Tras la demora, conexiones e interferencias habituales, se oyó la voz de un detective.
– Aquí Claudel -sonó con acento irritado.
El agente Groulx me tendió el micrófono. Me identifiqué y le expliqué mi localización.
– Se trata de un caso de homicidio -dije-. Probablemente se han deshecho de un cadáver, al parecer femenino y decapitado. Será mejor que envíen cuanto antes a la brigada de investigación.
Se produjo una pausa prolongada. A nadie le parecían buenas noticias.
– Pardon?
Repetí mis palabras y pedí a Claudel que transmitiera la noticia a Pierre LaManche cuando llamase al depósito. En aquella ocasión no tendrían que intervenir los arqueólogos.

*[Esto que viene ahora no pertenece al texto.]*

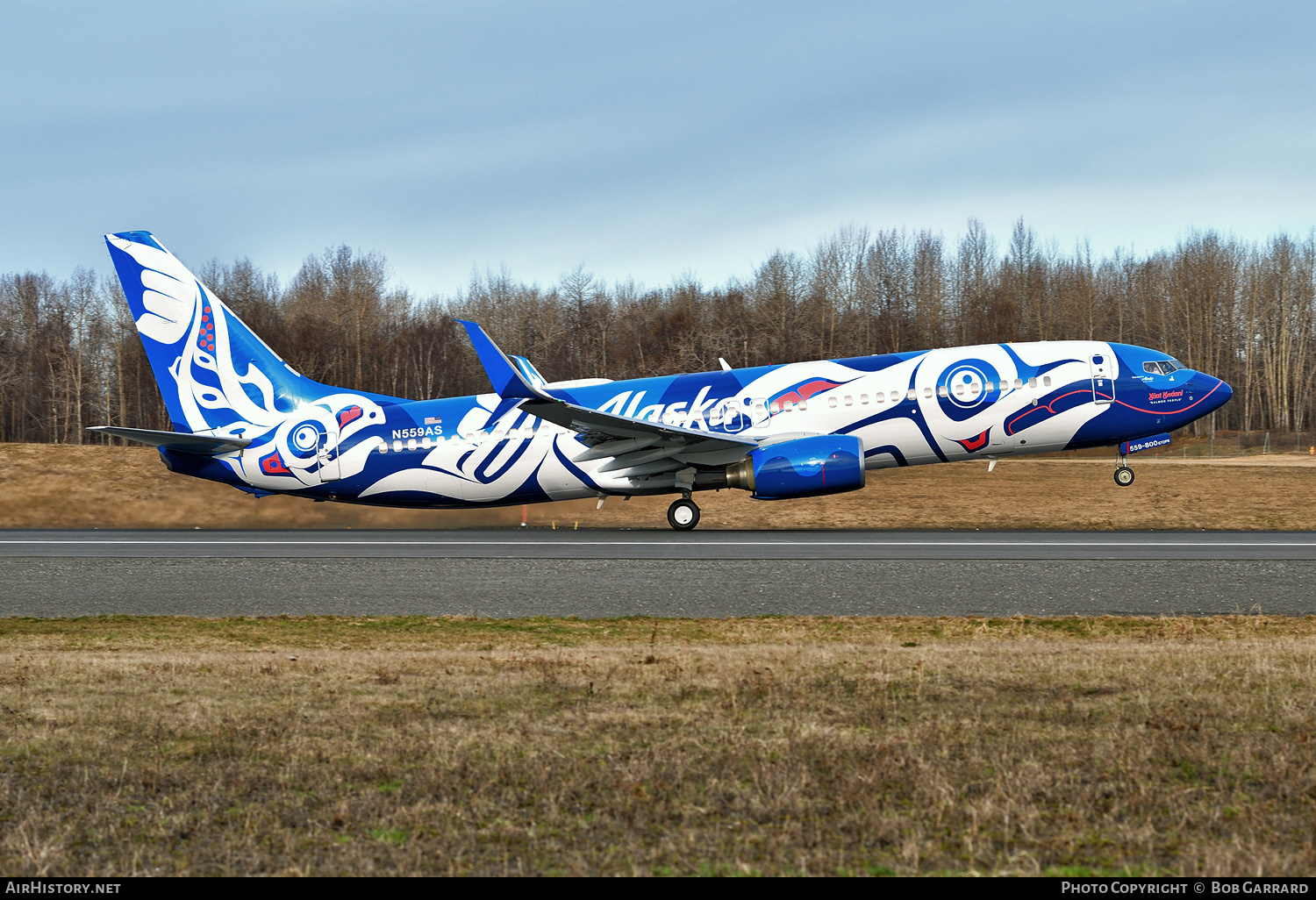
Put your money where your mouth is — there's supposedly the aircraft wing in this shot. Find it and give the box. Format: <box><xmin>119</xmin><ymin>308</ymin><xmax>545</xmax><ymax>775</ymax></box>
<box><xmin>87</xmin><ymin>425</ymin><xmax>252</xmax><ymax>457</ymax></box>
<box><xmin>458</xmin><ymin>320</ymin><xmax>758</xmax><ymax>462</ymax></box>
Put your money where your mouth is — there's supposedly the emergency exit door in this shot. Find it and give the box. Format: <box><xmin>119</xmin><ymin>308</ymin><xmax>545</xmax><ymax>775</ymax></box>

Devolví el micrófono a Groulx, que había estado escuchando, y le recordé que obtuviera un informe detallado de los dos obreros. Parecía un reo sentenciado de diez a veinte años. Sin duda sabía que tardaría bastante tiempo en marcharse de allí, pero ello no me inspiró compasión alguna. Aquel fin de semana yo tampoco dormiría en la ciudad de Quebec. En realidad, mientras recorría en el Mazda los escasos bloques que me separaban de mi casa, sospechaba que nadie dormiría tranquilo durante algún tiempo. Y, tal como se desarrollaron los hechos, no me equivocaba. Lo que entonces ignoraba era el alcance del horror al que deberíamos enfrentarnos.
Capítulo 2
El día siguiente despuntó tan cálido y soleado como el anterior, un hecho que suele animarme. El tiempo me influye bastante, y mi humor se remonta y sumerge con el barómetro. Pero aquel día el tiempo sería irrelevante para mí. Hacia las nueve de la mañana ya estaba en la sala de autopsias número cuatro, la menor del Laboratorio de Medicina Legal y especialmente dotada de la mejor ventilación. Suelo trabajar allí puesto que la mayoría de mis casos están muy poco conservados. Pero nunca es del todo efectivo: nada lo es. Ventiladores y desinfectantes jamás logran dominar el olor a muerte añeja. El antiséptico resplandor del acero inoxidable no consigue erradicar las imágenes de carnicería humana.
Los restos recuperados en el Gran Seminario sin duda estaban calificados para la sala cuatro. Tras una cena rápida la noche anterior, había regresado a los jardines para investigar el terreno. Sobre las nueve y media de la noche los huesos se encontraban en el depósito. Ahora estaban a mi derecha, en una bolsa, sobre una camilla con ruedas. El caso número 26704 había sido comentado en la reunión matinal del equipo. Según los procedimientos habituales, el cadáver había sido asignado a uno de los cinco patólogos que trabajaban en el laboratorio. Puesto que los restos estaban ya muy esqueléticos, el escaso tejido blando que quedaba se encontraba demasiado descompuesto para una autopsia corriente por lo que se requería mi experiencia.